Vikram and Maria rented bicycles at a sporting goods store near Mercy’s apartment. They wanted to cycle to the waterfront and spend some time together.
Alone
, said Maria on the phone to her mother, but she laughed as she said it.

Following Yonge Street southbound, sound is hemmed in by an overpass; on a bike, it is like travelling through a tube of white noise beneath the earth.

Maria had her hands over her ears and watched Vikram go across first. He looked back at her and shouted something. She made a face:
I can’t hear you
. She moved forward and then a car turning right onto the expressway ramp plucked her bicycle up, a circus elephant grabbing a toy with its trunk. Maria flew through the air, landed directly in the centre of the very same crosswalk she’d been negotiating. The light turned red. All the cars stopped. It was so polite: no beeping, no bumpers touching, motionless.

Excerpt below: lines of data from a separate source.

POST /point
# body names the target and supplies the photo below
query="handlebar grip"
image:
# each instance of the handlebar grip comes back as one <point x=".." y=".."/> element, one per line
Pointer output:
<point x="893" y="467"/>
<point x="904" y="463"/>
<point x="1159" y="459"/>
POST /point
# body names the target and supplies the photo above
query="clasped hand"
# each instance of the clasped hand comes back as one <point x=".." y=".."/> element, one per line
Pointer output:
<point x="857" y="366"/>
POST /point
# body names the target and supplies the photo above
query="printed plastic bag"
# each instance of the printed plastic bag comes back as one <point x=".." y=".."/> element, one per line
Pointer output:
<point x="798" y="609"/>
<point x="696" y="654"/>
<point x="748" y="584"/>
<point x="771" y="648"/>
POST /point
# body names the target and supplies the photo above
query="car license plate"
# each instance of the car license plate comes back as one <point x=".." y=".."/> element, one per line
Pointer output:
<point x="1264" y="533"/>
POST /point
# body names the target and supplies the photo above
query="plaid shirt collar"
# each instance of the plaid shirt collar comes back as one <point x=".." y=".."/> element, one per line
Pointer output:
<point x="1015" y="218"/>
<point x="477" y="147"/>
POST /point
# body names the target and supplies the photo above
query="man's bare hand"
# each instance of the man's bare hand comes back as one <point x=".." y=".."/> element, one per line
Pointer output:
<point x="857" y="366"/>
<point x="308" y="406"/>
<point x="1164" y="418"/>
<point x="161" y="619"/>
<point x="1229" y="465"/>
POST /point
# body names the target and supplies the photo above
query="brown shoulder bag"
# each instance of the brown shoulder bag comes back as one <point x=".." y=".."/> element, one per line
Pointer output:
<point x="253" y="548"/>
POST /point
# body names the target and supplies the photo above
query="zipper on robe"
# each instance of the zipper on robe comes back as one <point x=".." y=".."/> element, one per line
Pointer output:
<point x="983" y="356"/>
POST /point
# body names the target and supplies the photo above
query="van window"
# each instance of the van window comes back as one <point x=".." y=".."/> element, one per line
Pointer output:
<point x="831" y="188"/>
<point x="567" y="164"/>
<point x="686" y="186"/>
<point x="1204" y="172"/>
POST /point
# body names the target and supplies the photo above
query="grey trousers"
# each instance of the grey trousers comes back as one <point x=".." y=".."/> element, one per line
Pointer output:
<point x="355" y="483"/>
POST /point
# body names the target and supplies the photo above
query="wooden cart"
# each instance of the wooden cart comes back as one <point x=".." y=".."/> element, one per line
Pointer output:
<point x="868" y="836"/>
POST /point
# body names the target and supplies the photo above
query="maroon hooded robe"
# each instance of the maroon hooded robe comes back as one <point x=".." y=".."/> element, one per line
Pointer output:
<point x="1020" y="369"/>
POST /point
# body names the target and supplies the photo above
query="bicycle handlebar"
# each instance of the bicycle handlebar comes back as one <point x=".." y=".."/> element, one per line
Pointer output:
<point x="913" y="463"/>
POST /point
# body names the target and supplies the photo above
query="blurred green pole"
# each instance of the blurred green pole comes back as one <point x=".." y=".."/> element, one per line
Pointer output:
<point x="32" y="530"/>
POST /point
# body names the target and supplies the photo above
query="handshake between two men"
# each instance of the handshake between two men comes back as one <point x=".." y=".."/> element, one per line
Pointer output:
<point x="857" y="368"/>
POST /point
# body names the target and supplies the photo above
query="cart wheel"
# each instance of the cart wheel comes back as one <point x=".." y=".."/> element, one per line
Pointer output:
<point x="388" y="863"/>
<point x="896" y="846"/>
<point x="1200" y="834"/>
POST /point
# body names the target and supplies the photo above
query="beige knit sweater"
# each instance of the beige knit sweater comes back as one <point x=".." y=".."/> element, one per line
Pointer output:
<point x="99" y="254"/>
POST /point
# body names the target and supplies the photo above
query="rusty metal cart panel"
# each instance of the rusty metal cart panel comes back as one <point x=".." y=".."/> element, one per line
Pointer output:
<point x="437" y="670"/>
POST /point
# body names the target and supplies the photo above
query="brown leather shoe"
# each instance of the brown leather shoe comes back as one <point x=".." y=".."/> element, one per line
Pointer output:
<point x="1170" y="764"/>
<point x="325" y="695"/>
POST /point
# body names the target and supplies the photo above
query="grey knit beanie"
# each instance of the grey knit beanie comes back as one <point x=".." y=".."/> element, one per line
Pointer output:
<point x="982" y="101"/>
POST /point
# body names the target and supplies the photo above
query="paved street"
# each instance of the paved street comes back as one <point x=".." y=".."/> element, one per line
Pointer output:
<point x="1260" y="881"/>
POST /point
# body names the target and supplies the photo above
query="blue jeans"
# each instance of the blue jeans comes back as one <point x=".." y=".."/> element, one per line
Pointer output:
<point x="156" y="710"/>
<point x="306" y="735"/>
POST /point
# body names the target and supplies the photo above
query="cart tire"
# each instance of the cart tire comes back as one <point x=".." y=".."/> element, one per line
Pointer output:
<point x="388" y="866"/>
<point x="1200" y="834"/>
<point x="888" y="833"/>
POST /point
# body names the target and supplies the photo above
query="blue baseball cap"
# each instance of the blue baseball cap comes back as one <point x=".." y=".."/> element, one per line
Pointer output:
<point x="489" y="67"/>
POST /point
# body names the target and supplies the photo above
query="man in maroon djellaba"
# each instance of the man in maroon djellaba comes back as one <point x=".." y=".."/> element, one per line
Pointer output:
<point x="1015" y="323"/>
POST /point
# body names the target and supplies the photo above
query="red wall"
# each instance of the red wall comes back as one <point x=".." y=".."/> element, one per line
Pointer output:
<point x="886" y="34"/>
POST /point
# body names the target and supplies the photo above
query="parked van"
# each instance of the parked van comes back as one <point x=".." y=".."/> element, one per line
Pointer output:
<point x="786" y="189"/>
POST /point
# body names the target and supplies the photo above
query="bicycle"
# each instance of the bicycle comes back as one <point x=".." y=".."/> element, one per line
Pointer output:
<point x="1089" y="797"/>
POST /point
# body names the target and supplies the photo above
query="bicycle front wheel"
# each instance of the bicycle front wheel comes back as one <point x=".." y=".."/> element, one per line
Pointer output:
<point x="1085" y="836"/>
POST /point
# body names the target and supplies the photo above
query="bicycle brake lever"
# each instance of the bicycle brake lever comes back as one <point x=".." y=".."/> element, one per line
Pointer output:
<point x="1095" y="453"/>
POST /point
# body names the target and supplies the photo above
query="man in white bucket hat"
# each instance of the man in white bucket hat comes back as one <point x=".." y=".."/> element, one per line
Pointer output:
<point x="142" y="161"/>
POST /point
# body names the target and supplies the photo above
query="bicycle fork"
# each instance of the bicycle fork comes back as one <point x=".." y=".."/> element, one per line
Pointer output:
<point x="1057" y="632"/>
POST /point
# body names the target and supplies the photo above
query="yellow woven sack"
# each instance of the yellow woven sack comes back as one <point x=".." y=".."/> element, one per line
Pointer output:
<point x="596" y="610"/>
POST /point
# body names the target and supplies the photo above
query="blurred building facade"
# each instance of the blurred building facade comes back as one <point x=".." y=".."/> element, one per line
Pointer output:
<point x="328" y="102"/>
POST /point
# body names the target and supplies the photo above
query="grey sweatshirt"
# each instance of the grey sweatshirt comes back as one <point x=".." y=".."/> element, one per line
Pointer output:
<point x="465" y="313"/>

Vikram dropped his bicycle and ran back toward Maria. Just before he reached her, the light turned green and one car – a blue SUV – surged forward, pushing him several feet until it stopped suddenly. This all happened in the tail end of a second, it seemed: people opened their car doors and went forward to look at Vikram and Maria. They were bodies now.

Kaly took the call. She turned to stare at Mercy, laughing in her high chair. Mercy felt something, a door had flung open and shadow flooded in, and she turned slowly, thinking, Don’t look. It’s better not to look. But she did, and the look she saw on Kaly’s face was one she recognized from years in the hospital, a look like the smell of rubber gloves and disinfectant. All my life has come out of me, said Kaly’s face. All my life has ended.

On the drive to the same hospital where Mercy worked, chauffeured by a nephew, the women said nothing.

The day-shift nurses were clustered in admissions when the two mothers entered. “Mercy …,” said the head nurse softly. Mercy began to scream. Kaly patted her on the back, and went to see her son.

That night, Mercy returned to the apartment and pulled the blinds. She told the doorman not to let anyone up to see her. He piled flowers outside her door and removed them when they began to rot. When Vikram could walk, he came over, opening the door with Maria’s key. He found Mercy lying in bed and he turned on the light. She saw that his face had changed: a small petal of pale scar tissue was stamped in the centre of his right cheek. His other eye was wet, open but closed. He leaned on a cane, like an old man.